Number two on the new rules, become an entrepreneur, the world’s most successful entrepreneurs did not go to school, nor did they climb the corporate ladder. And we were just talking about Steve Jobs, college dropout, just like Bill Gates. So again, it’s about what you do, we no longer live so much in the credential society, do we? So I would definitely say that you need to be an entrepreneur.

Ultimately, number three heads your money, instead of saving money, keep money liquid in assets that increase in value as the dollar drops in value. So there we go. The ultimate inflation arbitrage inflation induced debt destruction. So that is something that is very important. I always say that real estate is a fantastic investment, but it’s a lousy bank, real estate is the best investment, but it’s not a good bank. So don’t have a bunch of equity in your real estate, if you can all help it. Now, some of you can’t help it, you’ve got to put cash down because of the loan limits. And I’ve had to do that lately, but I’m still making my real estate work for me quite well, because I’m buying it at such discounted prices. Occasionally I’ll flip something here or there. But mostly I like buy and hold that is the ultimate real strategy. And there will be a time when I can refinance those properties. I can sell them to tenants on a lease option or members only call was about that and we’re going to be talking about that if they meet the Masters event. And so there are a lot of options there.
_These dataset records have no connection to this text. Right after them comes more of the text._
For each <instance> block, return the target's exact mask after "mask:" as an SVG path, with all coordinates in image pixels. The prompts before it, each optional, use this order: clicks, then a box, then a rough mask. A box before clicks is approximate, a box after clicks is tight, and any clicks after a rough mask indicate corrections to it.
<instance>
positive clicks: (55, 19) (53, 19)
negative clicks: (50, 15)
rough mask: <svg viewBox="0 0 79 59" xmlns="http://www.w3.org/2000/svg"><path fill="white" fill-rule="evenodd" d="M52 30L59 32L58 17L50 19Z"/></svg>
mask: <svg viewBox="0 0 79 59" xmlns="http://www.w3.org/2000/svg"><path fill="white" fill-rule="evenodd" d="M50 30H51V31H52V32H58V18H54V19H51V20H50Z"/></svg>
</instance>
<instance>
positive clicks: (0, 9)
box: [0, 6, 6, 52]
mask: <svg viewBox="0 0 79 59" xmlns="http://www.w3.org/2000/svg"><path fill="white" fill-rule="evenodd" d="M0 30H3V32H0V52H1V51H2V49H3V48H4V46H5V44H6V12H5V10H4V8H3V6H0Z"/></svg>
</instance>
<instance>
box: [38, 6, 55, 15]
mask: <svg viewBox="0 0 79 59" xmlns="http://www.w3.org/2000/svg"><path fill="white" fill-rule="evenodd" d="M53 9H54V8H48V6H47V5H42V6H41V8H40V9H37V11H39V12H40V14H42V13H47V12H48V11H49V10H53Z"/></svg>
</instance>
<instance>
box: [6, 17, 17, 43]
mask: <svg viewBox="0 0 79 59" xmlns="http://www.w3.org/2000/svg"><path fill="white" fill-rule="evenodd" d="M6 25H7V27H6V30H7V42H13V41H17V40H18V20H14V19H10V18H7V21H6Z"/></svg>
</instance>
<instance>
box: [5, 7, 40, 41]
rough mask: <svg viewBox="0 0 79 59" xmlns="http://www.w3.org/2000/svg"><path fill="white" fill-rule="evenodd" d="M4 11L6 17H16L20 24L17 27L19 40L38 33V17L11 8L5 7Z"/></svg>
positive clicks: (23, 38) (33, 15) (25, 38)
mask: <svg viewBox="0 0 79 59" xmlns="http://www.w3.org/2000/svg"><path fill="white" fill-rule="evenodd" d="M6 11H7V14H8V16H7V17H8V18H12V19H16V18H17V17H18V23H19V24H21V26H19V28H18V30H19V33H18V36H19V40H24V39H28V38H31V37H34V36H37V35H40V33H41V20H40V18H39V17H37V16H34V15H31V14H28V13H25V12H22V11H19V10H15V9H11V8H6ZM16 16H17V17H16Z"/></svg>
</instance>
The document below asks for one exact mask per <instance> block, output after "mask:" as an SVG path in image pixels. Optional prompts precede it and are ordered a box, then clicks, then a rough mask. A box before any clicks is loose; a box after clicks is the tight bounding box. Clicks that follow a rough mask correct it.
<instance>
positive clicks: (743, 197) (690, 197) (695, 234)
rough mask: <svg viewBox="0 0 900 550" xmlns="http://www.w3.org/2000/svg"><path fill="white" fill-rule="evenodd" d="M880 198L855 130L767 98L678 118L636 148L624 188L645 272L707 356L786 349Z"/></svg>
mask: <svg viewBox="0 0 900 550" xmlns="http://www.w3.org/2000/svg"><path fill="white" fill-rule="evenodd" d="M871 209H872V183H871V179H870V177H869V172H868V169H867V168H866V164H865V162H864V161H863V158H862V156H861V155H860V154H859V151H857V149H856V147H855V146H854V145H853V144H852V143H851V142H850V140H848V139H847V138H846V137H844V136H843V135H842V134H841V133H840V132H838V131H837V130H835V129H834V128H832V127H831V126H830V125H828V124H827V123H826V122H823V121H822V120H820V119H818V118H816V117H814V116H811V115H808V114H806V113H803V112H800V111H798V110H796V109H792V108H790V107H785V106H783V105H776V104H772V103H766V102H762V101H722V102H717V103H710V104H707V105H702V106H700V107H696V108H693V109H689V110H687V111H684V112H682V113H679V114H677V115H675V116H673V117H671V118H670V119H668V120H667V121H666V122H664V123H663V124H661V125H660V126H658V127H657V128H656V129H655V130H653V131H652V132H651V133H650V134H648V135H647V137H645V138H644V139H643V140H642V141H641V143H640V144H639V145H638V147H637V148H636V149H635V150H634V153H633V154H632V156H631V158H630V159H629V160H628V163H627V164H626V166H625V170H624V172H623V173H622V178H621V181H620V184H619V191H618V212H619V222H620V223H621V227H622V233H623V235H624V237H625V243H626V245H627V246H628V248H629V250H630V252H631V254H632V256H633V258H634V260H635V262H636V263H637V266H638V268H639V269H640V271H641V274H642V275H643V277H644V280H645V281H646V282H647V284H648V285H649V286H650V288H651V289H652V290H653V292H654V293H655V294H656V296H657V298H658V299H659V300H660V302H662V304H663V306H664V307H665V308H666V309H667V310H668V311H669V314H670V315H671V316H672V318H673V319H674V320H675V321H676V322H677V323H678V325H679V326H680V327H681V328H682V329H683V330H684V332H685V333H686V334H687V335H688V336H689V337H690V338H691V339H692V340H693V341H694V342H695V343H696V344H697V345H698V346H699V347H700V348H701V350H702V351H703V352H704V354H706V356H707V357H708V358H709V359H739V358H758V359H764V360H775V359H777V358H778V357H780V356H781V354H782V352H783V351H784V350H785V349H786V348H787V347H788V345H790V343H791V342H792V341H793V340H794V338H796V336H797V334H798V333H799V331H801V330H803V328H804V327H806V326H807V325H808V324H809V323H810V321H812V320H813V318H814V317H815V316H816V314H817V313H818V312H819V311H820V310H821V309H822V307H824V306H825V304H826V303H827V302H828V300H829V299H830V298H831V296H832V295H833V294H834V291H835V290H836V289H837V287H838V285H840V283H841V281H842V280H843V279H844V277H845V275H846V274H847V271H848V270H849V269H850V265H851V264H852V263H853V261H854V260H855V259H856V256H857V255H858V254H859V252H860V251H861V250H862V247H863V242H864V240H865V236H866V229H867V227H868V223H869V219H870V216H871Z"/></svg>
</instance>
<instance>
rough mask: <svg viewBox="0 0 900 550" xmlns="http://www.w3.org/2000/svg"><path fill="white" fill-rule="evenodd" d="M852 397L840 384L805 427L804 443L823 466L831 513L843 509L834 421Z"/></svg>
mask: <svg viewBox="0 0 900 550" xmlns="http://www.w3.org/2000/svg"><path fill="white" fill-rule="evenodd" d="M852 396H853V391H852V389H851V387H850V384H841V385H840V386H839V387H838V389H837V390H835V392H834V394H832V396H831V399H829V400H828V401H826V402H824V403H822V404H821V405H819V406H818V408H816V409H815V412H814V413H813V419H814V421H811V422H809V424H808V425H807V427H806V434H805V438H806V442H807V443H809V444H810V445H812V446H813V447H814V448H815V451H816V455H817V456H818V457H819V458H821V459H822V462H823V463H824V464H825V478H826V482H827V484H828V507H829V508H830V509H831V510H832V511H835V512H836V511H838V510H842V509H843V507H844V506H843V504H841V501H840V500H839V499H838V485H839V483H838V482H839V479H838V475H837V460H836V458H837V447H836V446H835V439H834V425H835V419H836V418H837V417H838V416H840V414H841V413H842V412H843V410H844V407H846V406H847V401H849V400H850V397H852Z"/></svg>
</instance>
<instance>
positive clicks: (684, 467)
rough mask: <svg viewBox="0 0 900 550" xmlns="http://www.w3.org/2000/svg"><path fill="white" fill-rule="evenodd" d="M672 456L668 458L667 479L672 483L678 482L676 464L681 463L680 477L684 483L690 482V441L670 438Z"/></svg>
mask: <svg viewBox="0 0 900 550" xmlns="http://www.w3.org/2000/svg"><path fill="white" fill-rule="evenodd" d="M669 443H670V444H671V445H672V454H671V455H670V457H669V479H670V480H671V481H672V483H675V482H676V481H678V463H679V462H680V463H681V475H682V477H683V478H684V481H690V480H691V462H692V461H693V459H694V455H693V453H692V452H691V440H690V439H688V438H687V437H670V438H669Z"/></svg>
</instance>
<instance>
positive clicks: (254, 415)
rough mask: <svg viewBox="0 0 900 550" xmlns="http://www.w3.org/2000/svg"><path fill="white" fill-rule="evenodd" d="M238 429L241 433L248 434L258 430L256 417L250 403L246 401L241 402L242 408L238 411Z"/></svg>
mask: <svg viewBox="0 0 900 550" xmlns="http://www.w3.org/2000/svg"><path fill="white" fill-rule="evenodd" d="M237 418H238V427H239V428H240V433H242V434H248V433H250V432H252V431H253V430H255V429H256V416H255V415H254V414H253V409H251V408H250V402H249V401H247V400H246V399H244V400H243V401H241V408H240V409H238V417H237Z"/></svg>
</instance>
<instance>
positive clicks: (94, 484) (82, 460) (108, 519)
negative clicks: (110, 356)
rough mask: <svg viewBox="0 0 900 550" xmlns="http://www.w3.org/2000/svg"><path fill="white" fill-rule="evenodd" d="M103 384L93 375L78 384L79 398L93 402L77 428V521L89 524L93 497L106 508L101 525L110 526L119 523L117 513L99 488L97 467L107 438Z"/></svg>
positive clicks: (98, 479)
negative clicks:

Okay, number four, use debt as leverage. Kiyosaki says I’m personally in debt, good debt. So use that debt to make you get leverage. Everything in life in financial life is about leverage. You have got to create leverage, leverage through technology, leverage through money, leverage through thinking and education and leverage by doing things that most people are not doing. That’s my own statement.

That’s not what Kiyosaki says and the last rule is know the difference between sales people and rich people here I will read Kiyosaki because I like what he said here. He says, one of the reasons so many people are in trouble financially today is because they get their financial advice from salespeople today, I cringe whenever I hear so called investment gurus who are really sales people recommending the old rules of money, as Warren Buffett says Wall Street is the only place that people ride to in a Rolls Royce to get advice from people who take the subway. Now. I love that. I mean, Warren Buffett, the guy has become largely a political shill lately recommending all kinds of crazy things that he isn’t following himself. And I don’t like that. But you know, he’s very quotable there. I mean, think about that wall street is the only place that people ride to in a Rolls Royce to get advice from those who take the subway.
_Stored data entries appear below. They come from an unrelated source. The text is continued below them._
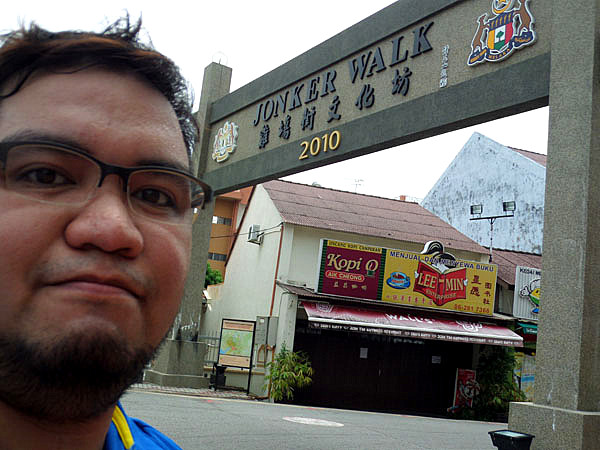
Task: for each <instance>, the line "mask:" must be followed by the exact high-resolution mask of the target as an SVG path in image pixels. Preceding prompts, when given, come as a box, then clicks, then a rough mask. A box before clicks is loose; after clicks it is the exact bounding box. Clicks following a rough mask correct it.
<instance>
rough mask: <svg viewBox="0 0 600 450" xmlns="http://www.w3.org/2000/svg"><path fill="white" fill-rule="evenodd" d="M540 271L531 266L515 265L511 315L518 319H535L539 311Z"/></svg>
mask: <svg viewBox="0 0 600 450" xmlns="http://www.w3.org/2000/svg"><path fill="white" fill-rule="evenodd" d="M541 280H542V271H541V270H540V269H536V268H533V267H523V266H517V269H516V273H515V296H514V301H513V315H514V316H515V317H518V318H520V319H530V320H537V318H538V313H539V311H540V296H541V288H540V282H541Z"/></svg>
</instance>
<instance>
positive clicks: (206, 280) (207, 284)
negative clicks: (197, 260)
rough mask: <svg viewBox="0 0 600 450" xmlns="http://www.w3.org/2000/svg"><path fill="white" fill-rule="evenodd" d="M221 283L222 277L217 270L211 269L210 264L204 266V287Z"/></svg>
mask: <svg viewBox="0 0 600 450" xmlns="http://www.w3.org/2000/svg"><path fill="white" fill-rule="evenodd" d="M222 282H223V275H221V272H219V271H218V270H217V269H211V268H210V264H208V263H207V264H206V277H205V278H204V287H206V286H208V285H209V284H219V283H222Z"/></svg>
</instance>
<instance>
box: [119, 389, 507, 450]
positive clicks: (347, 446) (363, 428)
mask: <svg viewBox="0 0 600 450" xmlns="http://www.w3.org/2000/svg"><path fill="white" fill-rule="evenodd" d="M122 403H123V405H124V407H125V410H126V411H127V412H128V414H130V415H132V416H134V417H139V418H140V419H142V420H145V421H147V422H149V423H150V424H152V425H154V426H156V427H157V428H159V429H160V430H161V431H163V432H165V433H166V434H167V435H169V436H171V437H172V438H173V439H174V440H175V441H176V442H177V443H178V444H179V445H180V446H182V447H183V449H184V450H195V449H223V450H227V449H235V450H245V449H257V450H258V449H260V450H269V449H278V450H281V449H345V450H350V449H362V450H364V449H367V450H368V449H376V450H385V449H402V450H417V449H419V450H422V449H428V450H431V449H440V450H453V449H460V450H487V449H490V450H493V449H496V447H494V446H493V445H492V443H491V440H490V437H489V435H488V431H491V430H499V429H504V428H506V424H501V423H485V422H467V421H458V420H447V419H432V418H424V417H414V416H403V415H396V414H380V413H368V412H360V411H347V410H339V409H327V408H310V407H298V406H290V405H279V404H272V403H266V402H256V401H245V400H229V399H217V398H202V397H185V396H180V395H173V394H157V393H149V392H129V393H127V394H125V396H124V397H123V399H122Z"/></svg>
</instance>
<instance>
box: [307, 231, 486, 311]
mask: <svg viewBox="0 0 600 450" xmlns="http://www.w3.org/2000/svg"><path fill="white" fill-rule="evenodd" d="M318 267H319V273H318V281H317V286H318V288H317V291H318V292H321V293H324V294H334V295H343V296H346V297H353V298H361V299H367V300H377V301H382V302H389V303H397V304H403V305H407V306H419V307H424V308H432V309H443V310H448V311H457V312H467V313H472V314H481V315H492V314H493V312H494V299H495V290H496V270H497V268H496V266H495V265H492V264H485V263H480V262H476V261H463V260H456V261H454V260H453V261H449V260H445V259H440V258H439V257H436V256H434V255H424V254H421V253H414V252H408V251H402V250H393V249H386V248H379V247H369V246H365V245H361V244H353V243H348V242H339V241H332V240H326V239H323V240H321V252H320V259H319V264H318Z"/></svg>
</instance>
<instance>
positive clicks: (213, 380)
mask: <svg viewBox="0 0 600 450" xmlns="http://www.w3.org/2000/svg"><path fill="white" fill-rule="evenodd" d="M226 379H227V377H226V376H225V367H224V366H219V365H217V364H214V365H213V373H211V374H210V386H209V387H212V388H214V390H215V391H216V390H217V389H218V387H219V386H225V380H226Z"/></svg>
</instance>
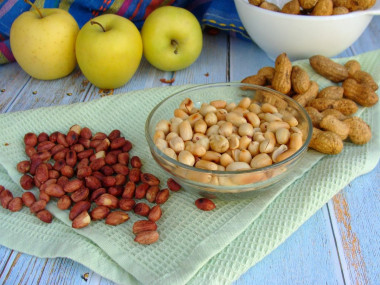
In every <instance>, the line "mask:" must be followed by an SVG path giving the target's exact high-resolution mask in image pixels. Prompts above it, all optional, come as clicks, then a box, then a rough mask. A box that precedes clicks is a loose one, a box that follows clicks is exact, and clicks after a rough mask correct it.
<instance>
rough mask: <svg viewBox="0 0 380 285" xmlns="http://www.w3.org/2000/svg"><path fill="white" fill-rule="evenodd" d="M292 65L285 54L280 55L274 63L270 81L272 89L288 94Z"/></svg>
mask: <svg viewBox="0 0 380 285" xmlns="http://www.w3.org/2000/svg"><path fill="white" fill-rule="evenodd" d="M291 72H292V63H291V62H290V60H289V58H288V56H287V55H286V53H282V54H280V55H279V56H278V57H277V58H276V61H275V72H274V76H273V80H272V87H273V89H275V90H277V91H279V92H281V93H284V94H288V93H289V91H290V90H291Z"/></svg>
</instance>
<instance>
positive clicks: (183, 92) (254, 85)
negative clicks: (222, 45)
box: [145, 82, 313, 176]
mask: <svg viewBox="0 0 380 285" xmlns="http://www.w3.org/2000/svg"><path fill="white" fill-rule="evenodd" d="M224 86H226V87H239V88H240V87H248V88H249V87H250V88H254V89H259V90H262V91H266V92H271V93H275V94H277V95H278V96H280V97H282V98H285V100H288V101H290V102H292V103H293V104H295V105H296V106H297V108H298V111H300V112H301V113H302V115H303V116H304V117H305V119H306V121H307V124H308V126H309V130H308V133H307V137H306V140H305V142H304V143H303V145H302V146H301V148H300V149H298V150H297V151H296V152H295V153H294V154H293V155H291V156H290V157H288V158H286V159H284V160H283V161H280V162H276V163H274V164H272V165H269V166H266V167H262V168H257V169H246V170H238V171H223V170H207V169H201V168H196V167H194V166H189V165H187V164H184V163H181V162H179V161H177V160H174V159H173V158H171V157H169V156H167V155H166V154H165V153H163V152H162V151H161V150H160V149H159V148H157V146H156V145H155V143H154V142H153V137H152V136H151V134H150V133H149V128H150V126H151V124H152V123H157V122H151V120H152V117H153V115H154V114H155V112H156V110H157V109H158V108H160V107H161V106H162V105H163V104H165V103H166V102H167V101H169V100H171V99H172V98H173V97H175V96H178V95H180V94H185V93H188V92H193V91H196V90H199V89H205V88H213V87H224ZM312 133H313V124H312V121H311V118H310V116H309V114H308V113H307V112H306V110H305V109H304V108H303V107H302V106H301V105H300V104H299V103H298V102H297V101H295V100H294V99H292V98H291V97H289V96H287V95H284V94H283V93H281V92H278V91H276V90H273V89H270V88H267V87H264V86H260V85H254V84H248V83H240V82H223V83H206V84H200V85H197V86H192V87H189V88H186V89H184V90H181V91H178V92H175V93H173V94H172V95H170V96H168V97H166V98H165V99H164V100H162V101H161V102H160V103H158V104H157V105H156V106H155V107H154V108H153V109H152V111H151V112H150V113H149V115H148V117H147V119H146V122H145V137H146V140H147V142H148V145H149V147H150V148H151V149H153V150H154V151H155V152H156V154H158V155H159V156H160V157H162V158H163V159H165V160H167V161H168V162H170V163H172V164H174V165H175V166H177V167H181V168H184V169H187V170H191V171H195V172H200V173H205V174H210V173H211V174H216V175H227V176H228V175H237V174H250V173H259V172H263V171H264V172H266V171H270V170H272V169H276V168H279V167H281V166H282V165H286V164H288V163H291V162H292V161H293V160H294V159H295V158H297V157H299V156H300V155H301V154H302V153H303V152H304V151H306V150H307V148H308V146H309V143H310V140H311V137H312Z"/></svg>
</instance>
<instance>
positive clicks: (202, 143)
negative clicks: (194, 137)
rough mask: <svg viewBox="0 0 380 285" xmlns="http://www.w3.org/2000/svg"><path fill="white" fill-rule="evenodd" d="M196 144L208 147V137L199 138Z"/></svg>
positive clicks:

In other words, are you listening to someone who’s really done it? Are you just listening to some internet marketing guru who happens to be on the real estate kick this week? I’ve really done it. I’ve been doing it for years. I’ve created real real wealth from real estate. I’ve created a lot of it. And I absolutely love this business. So it’s the most historically proven asset class put all your eggs in one basket watch that basket of course I do mean diversify a little bit, but the main focus should be on income property diversify geographically, you already know my 10 commandments. We will look forward to seeing you at the meet the Masters event and thanks so much for listening.